2025年7月、アップル(AAPL)のAI戦略に対する投資家の懸念が高まっています。米証券会社ウェドブッシュのアナリストは9日、「アップルはAI分野で大きく出遅れており、Perplexity AIの買収こそが挽回のカギになる」との見方を示しました。
なぜPerplexityなのか
Perplexityは、AIを活用した検索エンジンおよびチャットボットを展開するスタートアップ企業で、既にアップルが同社の買収に関心を示しているとの報道もあります。アルファベット(GOOGL)、アマゾン(AMZN)、メタ・プラットフォームズ(META)といった競合がAI分野で急速に存在感を高める中、アップルはこのトレンドに乗り遅れているとの指摘が続いています。
*過去記事「アップル、生成AI競争で出遅れか──Siri刷新とPerplexity買収の行方」
ウェドブッシュによれば、AIは「過去50年間で最大の技術トレンド」であり、この波に乗り遅れることは重大な戦略的損失になりかねないとのことです。
アップルのAI対応は不透明
現在、アップルには23億5千万台以上のアクティブデバイスという巨大なインストールベースがありますが、それをAIプラットフォームとして活かしきれていない現状に対して、アナリストたちは警鐘を鳴らしています。
特にSiriへのAI統合が遅れており、2025年6月の年次開発者会議でも明確なスケジュールが示されなかったことが、株価の下落を招いた一因とされています。実際、アップル株は年初来で17%の下落となっており、市場の不安を反映しています。
Googleとの関係悪化や訴訟リスクも
一方で、Perplexityの買収にはリスクも伴います。バンク・オブ・アメリカのアナリストは、買収がグーグルとの既存の検索エンジンパートナーシップを損なう可能性があると警告しています。さらに、Perplexityはニュース・コープとの間で著作権侵害訴訟を抱えており、法的リスクも無視できません。
それでもウェドブッシュは強気姿勢
それでもウェドブッシュは強気を崩していません。同社は、アップルがメタのように「AI戦争路線」に踏み出すべき時だと主張しています。
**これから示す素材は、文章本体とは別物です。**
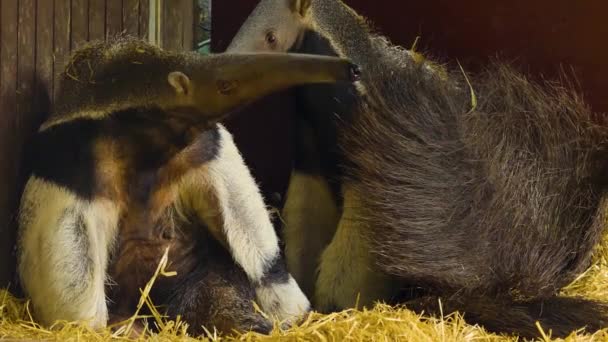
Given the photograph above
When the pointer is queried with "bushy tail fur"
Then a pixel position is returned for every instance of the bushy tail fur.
(557, 316)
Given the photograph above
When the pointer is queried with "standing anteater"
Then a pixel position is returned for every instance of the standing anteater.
(133, 153)
(493, 204)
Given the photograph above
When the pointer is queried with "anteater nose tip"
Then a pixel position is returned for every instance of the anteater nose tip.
(355, 72)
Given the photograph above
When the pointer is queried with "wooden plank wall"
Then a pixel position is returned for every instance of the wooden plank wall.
(36, 36)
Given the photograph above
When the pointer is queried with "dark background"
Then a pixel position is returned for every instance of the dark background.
(542, 35)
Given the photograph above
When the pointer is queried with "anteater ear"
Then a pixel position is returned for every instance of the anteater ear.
(300, 6)
(180, 82)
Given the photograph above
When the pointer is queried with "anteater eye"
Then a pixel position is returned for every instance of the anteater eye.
(271, 38)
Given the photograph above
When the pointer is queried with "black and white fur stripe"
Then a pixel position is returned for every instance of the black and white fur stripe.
(66, 239)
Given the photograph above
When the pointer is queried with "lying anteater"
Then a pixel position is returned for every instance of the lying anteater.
(492, 201)
(134, 153)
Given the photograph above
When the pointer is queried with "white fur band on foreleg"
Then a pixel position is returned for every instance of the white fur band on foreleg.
(246, 222)
(249, 232)
(64, 243)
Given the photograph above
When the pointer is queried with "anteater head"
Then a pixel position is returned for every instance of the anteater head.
(274, 26)
(104, 78)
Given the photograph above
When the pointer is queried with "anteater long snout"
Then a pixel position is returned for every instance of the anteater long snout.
(239, 79)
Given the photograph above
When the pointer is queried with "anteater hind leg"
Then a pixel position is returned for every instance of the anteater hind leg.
(311, 218)
(217, 294)
(226, 198)
(64, 243)
(346, 271)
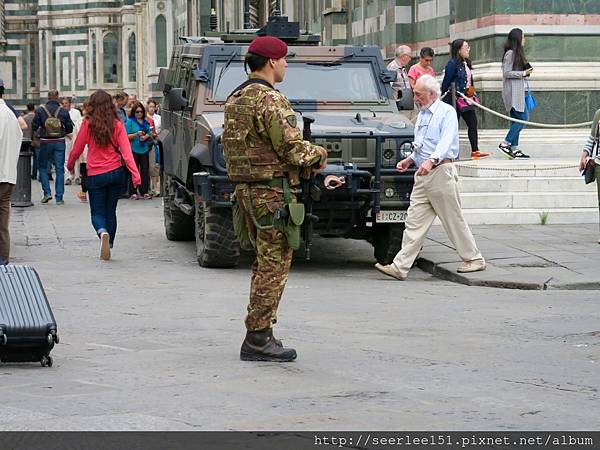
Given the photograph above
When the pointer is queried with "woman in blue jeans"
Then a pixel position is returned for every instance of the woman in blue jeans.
(515, 71)
(108, 160)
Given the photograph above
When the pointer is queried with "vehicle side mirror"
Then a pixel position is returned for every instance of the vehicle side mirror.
(388, 76)
(405, 100)
(177, 99)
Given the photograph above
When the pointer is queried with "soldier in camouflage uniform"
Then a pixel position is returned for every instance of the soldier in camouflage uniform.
(265, 154)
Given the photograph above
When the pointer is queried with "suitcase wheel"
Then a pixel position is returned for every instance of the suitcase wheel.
(46, 361)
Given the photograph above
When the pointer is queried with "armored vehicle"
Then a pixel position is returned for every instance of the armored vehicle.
(343, 100)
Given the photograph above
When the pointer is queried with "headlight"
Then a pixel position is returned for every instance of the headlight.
(406, 149)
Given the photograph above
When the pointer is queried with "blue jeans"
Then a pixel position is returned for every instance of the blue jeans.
(35, 153)
(515, 128)
(53, 151)
(104, 191)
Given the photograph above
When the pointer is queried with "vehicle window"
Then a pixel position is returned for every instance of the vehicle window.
(345, 82)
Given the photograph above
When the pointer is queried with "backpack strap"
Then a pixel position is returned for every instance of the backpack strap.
(596, 133)
(248, 83)
(55, 115)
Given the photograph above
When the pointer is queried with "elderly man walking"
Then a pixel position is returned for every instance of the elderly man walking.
(435, 192)
(10, 145)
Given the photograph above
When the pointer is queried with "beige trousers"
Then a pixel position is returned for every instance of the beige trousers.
(435, 195)
(5, 191)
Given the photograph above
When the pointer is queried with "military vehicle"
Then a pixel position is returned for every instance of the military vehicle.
(343, 100)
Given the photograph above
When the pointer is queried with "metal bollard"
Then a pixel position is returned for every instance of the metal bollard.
(21, 195)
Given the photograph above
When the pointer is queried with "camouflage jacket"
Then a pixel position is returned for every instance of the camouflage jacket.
(261, 139)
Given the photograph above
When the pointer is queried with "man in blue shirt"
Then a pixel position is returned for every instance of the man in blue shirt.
(52, 144)
(435, 192)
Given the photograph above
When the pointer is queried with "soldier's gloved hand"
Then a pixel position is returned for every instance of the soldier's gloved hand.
(323, 164)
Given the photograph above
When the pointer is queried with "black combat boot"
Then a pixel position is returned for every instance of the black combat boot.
(262, 346)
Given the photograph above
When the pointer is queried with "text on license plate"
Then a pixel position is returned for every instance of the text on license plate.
(391, 216)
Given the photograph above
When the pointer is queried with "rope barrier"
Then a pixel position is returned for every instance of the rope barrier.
(517, 169)
(524, 122)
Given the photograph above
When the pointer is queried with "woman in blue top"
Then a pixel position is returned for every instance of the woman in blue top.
(458, 71)
(140, 136)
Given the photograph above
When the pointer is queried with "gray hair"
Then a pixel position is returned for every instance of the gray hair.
(403, 50)
(431, 84)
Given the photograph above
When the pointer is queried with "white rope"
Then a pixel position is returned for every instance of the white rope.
(516, 169)
(525, 122)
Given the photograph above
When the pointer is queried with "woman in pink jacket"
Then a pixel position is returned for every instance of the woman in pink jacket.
(108, 158)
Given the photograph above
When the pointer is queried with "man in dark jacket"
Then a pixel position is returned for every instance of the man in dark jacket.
(52, 144)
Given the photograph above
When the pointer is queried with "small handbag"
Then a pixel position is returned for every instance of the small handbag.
(530, 102)
(589, 173)
(464, 105)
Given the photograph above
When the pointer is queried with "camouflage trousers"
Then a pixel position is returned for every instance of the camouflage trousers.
(273, 255)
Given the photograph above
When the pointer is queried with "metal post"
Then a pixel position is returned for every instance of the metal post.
(21, 195)
(377, 182)
(247, 14)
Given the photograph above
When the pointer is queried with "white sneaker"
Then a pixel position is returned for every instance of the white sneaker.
(390, 271)
(104, 246)
(472, 266)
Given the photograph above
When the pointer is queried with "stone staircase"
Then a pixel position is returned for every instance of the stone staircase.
(545, 188)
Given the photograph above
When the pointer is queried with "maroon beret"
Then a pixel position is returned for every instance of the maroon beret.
(268, 46)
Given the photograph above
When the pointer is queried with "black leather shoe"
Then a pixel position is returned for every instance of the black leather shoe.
(262, 346)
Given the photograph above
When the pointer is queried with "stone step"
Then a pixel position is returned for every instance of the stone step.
(538, 143)
(521, 168)
(522, 184)
(528, 200)
(508, 216)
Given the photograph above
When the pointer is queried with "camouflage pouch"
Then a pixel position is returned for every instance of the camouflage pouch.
(239, 226)
(291, 225)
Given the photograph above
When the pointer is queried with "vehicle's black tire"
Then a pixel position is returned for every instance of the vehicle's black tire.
(216, 244)
(387, 241)
(178, 225)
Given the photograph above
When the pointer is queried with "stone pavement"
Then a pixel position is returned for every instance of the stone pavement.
(150, 341)
(522, 256)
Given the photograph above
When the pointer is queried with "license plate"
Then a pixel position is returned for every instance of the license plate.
(391, 216)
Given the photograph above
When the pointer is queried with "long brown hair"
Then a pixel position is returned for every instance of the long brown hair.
(102, 114)
(514, 42)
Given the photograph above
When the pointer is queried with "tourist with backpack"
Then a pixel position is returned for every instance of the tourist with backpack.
(52, 123)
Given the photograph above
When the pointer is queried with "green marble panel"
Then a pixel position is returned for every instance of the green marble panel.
(577, 106)
(404, 33)
(594, 103)
(509, 6)
(581, 48)
(467, 9)
(567, 6)
(591, 7)
(545, 48)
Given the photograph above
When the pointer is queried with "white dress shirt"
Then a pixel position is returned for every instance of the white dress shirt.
(436, 134)
(10, 144)
(401, 78)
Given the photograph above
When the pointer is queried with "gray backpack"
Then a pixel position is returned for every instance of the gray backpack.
(53, 125)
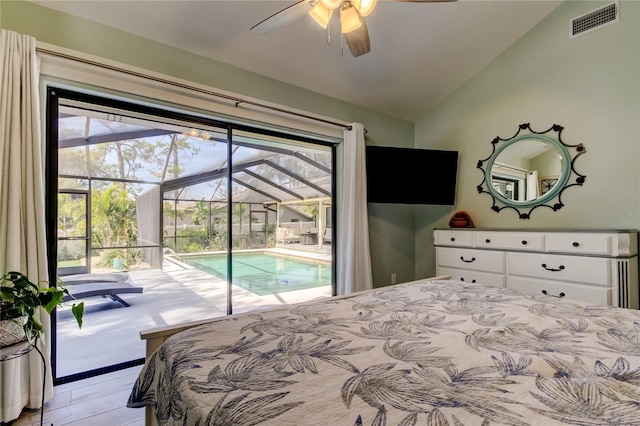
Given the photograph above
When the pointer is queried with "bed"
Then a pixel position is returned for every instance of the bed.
(431, 352)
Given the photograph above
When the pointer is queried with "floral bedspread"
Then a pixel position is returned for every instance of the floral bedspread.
(423, 353)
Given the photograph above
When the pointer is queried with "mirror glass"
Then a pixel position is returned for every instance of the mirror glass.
(526, 170)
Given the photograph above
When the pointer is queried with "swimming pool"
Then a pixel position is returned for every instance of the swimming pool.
(263, 273)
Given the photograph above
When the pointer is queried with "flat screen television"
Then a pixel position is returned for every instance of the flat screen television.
(411, 176)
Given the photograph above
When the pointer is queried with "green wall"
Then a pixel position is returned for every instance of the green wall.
(589, 84)
(67, 31)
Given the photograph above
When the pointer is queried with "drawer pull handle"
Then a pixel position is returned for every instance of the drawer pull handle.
(561, 295)
(559, 268)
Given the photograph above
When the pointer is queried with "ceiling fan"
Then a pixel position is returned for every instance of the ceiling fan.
(352, 22)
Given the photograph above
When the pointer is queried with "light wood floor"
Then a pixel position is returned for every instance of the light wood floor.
(98, 401)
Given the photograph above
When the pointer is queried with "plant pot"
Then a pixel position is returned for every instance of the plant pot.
(12, 331)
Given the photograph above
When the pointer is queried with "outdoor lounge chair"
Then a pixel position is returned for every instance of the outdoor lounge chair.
(284, 235)
(104, 285)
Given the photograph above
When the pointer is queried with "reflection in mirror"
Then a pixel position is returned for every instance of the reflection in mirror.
(526, 170)
(529, 170)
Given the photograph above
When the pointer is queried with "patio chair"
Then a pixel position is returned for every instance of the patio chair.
(108, 285)
(284, 235)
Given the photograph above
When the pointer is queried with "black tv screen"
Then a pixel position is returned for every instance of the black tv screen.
(411, 176)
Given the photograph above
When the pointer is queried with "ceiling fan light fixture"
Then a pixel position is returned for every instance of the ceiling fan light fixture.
(364, 7)
(321, 14)
(349, 18)
(331, 4)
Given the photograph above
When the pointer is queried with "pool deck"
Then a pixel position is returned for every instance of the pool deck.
(178, 293)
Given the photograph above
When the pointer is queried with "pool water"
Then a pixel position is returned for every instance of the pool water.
(265, 274)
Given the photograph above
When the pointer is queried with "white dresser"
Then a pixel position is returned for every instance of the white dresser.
(593, 266)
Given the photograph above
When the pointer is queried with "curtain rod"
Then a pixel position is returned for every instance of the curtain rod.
(235, 99)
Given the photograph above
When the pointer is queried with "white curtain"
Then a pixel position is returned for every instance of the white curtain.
(352, 250)
(533, 187)
(22, 219)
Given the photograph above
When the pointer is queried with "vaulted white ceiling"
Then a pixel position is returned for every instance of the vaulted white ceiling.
(420, 52)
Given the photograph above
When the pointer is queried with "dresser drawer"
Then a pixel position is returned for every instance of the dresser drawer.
(576, 269)
(453, 238)
(467, 276)
(579, 243)
(509, 240)
(477, 260)
(585, 293)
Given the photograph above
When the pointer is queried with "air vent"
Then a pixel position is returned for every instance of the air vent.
(594, 20)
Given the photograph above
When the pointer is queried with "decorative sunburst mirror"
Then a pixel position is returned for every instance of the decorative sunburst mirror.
(530, 170)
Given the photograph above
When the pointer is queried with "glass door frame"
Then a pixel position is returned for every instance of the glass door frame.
(53, 97)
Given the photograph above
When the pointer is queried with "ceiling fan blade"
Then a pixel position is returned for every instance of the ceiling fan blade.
(358, 40)
(283, 17)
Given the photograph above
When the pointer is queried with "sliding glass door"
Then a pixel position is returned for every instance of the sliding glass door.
(157, 217)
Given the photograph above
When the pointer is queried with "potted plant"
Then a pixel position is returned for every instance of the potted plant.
(19, 302)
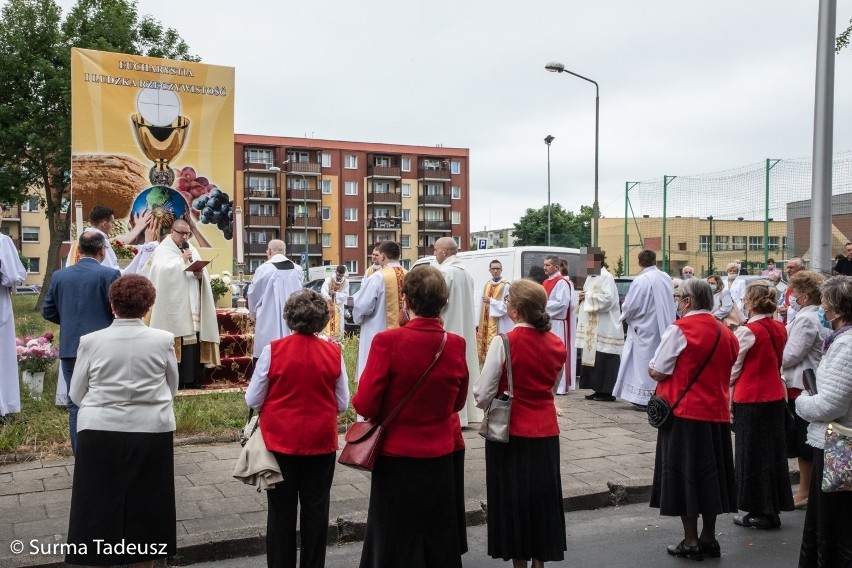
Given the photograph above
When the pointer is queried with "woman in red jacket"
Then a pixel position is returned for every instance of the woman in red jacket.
(760, 449)
(300, 383)
(694, 467)
(412, 518)
(526, 520)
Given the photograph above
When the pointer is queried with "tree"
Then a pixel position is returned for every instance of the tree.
(35, 93)
(566, 228)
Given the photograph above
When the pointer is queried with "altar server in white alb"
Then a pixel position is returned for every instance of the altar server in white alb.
(378, 305)
(559, 305)
(12, 273)
(648, 309)
(459, 316)
(274, 282)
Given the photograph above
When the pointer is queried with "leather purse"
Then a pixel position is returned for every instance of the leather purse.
(837, 465)
(495, 423)
(364, 439)
(660, 412)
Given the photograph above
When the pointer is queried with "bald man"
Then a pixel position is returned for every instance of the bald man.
(274, 282)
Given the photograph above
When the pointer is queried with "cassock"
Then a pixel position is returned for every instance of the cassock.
(648, 309)
(493, 319)
(599, 333)
(560, 293)
(184, 306)
(459, 317)
(273, 283)
(376, 307)
(12, 273)
(335, 293)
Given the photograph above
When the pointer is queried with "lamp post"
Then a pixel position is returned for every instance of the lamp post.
(555, 67)
(547, 140)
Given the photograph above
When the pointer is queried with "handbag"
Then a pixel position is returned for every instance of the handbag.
(660, 412)
(364, 439)
(837, 465)
(495, 423)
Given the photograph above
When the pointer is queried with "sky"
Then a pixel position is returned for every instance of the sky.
(686, 87)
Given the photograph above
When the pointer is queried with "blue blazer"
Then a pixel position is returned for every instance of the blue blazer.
(78, 300)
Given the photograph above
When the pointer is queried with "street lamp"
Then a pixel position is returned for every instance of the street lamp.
(547, 140)
(555, 67)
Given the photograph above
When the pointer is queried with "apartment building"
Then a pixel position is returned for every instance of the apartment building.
(330, 201)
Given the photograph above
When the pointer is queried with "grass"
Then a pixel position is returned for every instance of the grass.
(42, 427)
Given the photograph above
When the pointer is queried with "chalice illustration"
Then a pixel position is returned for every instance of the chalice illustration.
(160, 131)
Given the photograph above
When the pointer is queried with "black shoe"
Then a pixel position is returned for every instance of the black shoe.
(711, 549)
(683, 551)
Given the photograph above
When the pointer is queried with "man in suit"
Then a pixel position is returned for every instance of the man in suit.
(78, 300)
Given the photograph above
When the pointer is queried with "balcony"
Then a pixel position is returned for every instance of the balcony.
(391, 172)
(262, 193)
(394, 223)
(263, 220)
(391, 198)
(434, 200)
(313, 195)
(435, 226)
(298, 222)
(307, 168)
(434, 173)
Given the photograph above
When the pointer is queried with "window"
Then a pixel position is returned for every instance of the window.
(31, 204)
(257, 156)
(30, 235)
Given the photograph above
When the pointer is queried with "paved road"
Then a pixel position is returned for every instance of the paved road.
(632, 536)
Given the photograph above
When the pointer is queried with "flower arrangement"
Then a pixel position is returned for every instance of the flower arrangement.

メタは、AI人材の大量採用や140億ドル規模のScale AIへの投資などで巻き返しを図っており、アップルにも同様の大胆な一手が求められているといいます。
ウェドブッシュは、アップルに対して「アウトパフォーム」の格付けを維持しており、目標株価を270ドルに設定しています。また、最近立ち上げられた「ダン・アイブス・ウェドブッシュAIレボリューションETF(IVES)」にもアップルが組み入れられています。
*関連記事「AIブームの本命ETF?ダン・アイブス監修の「IVES」に注目の理由」
おわりに
AIの第4次産業革命が急速に進む中、アップルが静観している時間は残されていないかもしれません。Perplexityの買収は、アップルがAI市場において主導権を握るための一手となるのでしょうか。今後の動向に注目です。